Monthly Archives: January 2011

Putting the “community” in Community Transit

CT has launched a cool storytelling project. From a recent press release:

Snohomish County, Wash. – She said, “If Community Transit doesn’t
go there, then neither do I.”

It couldn’t have been scripted any better. She was an elegant senior
who never learned to drive. She had used public transit for her entire
life, expressing in her own words what Community Transit meant to her.
She was sharing her story.

Storytelling is society’s way of communicating between people: the
histories, the hopes, the personal details. While this story happened a
few years ago and wasn’t officially recorded, it was passed from
employee to employee and an idea was born: Community Transit impacts so
many lives; those stories should be collected.

Now the agency has launched a project to gather and share stories that
express the importance of public transportation to individuals, in their
own words: unscripted, unrehearsed, unaltered.

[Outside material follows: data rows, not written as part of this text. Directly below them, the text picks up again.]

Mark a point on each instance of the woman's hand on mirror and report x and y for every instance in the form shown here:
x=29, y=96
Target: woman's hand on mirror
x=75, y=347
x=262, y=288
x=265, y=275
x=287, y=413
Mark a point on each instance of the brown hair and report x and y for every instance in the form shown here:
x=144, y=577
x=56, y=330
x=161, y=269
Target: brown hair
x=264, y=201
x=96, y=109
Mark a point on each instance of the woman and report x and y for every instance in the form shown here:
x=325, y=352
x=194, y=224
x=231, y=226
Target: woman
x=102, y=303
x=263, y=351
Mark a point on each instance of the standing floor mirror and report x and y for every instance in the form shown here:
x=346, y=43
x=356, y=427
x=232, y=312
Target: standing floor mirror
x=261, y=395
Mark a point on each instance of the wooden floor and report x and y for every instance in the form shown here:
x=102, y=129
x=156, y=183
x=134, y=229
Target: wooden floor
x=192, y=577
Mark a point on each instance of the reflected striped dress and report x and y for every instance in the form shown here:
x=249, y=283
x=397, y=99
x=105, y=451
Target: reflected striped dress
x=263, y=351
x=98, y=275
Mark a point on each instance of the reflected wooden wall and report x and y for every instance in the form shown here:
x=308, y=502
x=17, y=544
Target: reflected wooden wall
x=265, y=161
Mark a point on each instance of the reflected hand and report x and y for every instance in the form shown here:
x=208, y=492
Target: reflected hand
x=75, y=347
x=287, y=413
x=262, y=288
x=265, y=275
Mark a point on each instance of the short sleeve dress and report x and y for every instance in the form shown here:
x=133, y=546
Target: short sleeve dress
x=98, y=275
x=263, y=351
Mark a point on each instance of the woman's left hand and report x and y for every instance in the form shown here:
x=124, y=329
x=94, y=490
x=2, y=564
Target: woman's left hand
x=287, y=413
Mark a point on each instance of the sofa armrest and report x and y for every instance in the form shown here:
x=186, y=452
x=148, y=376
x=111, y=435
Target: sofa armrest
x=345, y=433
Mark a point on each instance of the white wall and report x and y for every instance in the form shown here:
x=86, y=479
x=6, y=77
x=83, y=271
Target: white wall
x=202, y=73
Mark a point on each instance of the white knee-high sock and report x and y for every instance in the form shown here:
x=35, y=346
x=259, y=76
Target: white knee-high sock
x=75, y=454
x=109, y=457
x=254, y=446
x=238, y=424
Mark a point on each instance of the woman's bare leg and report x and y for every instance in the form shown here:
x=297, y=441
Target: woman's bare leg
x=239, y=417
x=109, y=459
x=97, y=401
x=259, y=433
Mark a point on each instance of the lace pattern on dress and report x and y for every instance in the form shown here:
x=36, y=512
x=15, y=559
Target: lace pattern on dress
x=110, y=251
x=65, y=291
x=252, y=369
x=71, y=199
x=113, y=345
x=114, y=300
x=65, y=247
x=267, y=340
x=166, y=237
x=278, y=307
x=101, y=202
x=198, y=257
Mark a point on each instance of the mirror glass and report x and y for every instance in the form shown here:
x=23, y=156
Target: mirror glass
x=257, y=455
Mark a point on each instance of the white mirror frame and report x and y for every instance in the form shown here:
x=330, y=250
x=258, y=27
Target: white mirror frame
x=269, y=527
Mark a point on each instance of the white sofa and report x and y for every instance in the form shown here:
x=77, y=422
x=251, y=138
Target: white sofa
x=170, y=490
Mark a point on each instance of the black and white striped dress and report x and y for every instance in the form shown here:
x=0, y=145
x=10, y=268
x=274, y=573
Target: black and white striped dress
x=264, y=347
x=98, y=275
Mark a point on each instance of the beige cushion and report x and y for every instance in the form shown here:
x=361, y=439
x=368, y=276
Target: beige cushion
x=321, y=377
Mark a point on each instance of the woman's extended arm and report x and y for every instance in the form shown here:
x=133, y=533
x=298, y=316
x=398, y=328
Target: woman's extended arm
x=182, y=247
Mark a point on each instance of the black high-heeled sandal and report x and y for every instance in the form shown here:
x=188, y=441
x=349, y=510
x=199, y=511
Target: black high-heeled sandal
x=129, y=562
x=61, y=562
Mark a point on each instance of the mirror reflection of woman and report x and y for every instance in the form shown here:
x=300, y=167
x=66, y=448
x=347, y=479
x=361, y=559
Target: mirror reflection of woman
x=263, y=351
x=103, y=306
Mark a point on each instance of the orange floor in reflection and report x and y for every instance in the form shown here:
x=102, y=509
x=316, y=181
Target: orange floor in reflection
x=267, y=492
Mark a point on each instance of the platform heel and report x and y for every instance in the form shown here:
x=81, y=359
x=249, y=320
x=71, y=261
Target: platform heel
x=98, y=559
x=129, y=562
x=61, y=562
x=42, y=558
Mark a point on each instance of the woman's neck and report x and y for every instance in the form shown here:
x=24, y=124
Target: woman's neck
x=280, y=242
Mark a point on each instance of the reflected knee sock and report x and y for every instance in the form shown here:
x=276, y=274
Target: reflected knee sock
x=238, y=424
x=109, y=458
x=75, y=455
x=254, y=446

I love this. Stories remind us why public transportation is an essential service. Because beyond all the practical reasons to ride, buses are about people.

On buses and birthdays

Folks, I have a serious backblog (so much to talk about: bag upgrades, transit storytelling, route number confusion), and it’s going to take me a minute to catch up. But before I get to all that, I have to share this cake (via: STB’s Sherwin Lee). This is quite possibly the coolest cake I’ve ever seen.

Little Max is turning two:

Candles as trolley poles? A licorice bike rack? If Nicole McGuire isn’t a full-fledged transit geek, she’s definitely earned her status as an HBC.

It is an interesting coincidence that I was made aware of this cake while Chicklet and I were knee deep in our own birthday baking adventure: non-transit-themed-though-still-quite-tasty birthday cupcakes for Baby Busling, who turned one today. (!)

More soon about my first year busing with two—and all that other stuff I’ve been meaning to get to.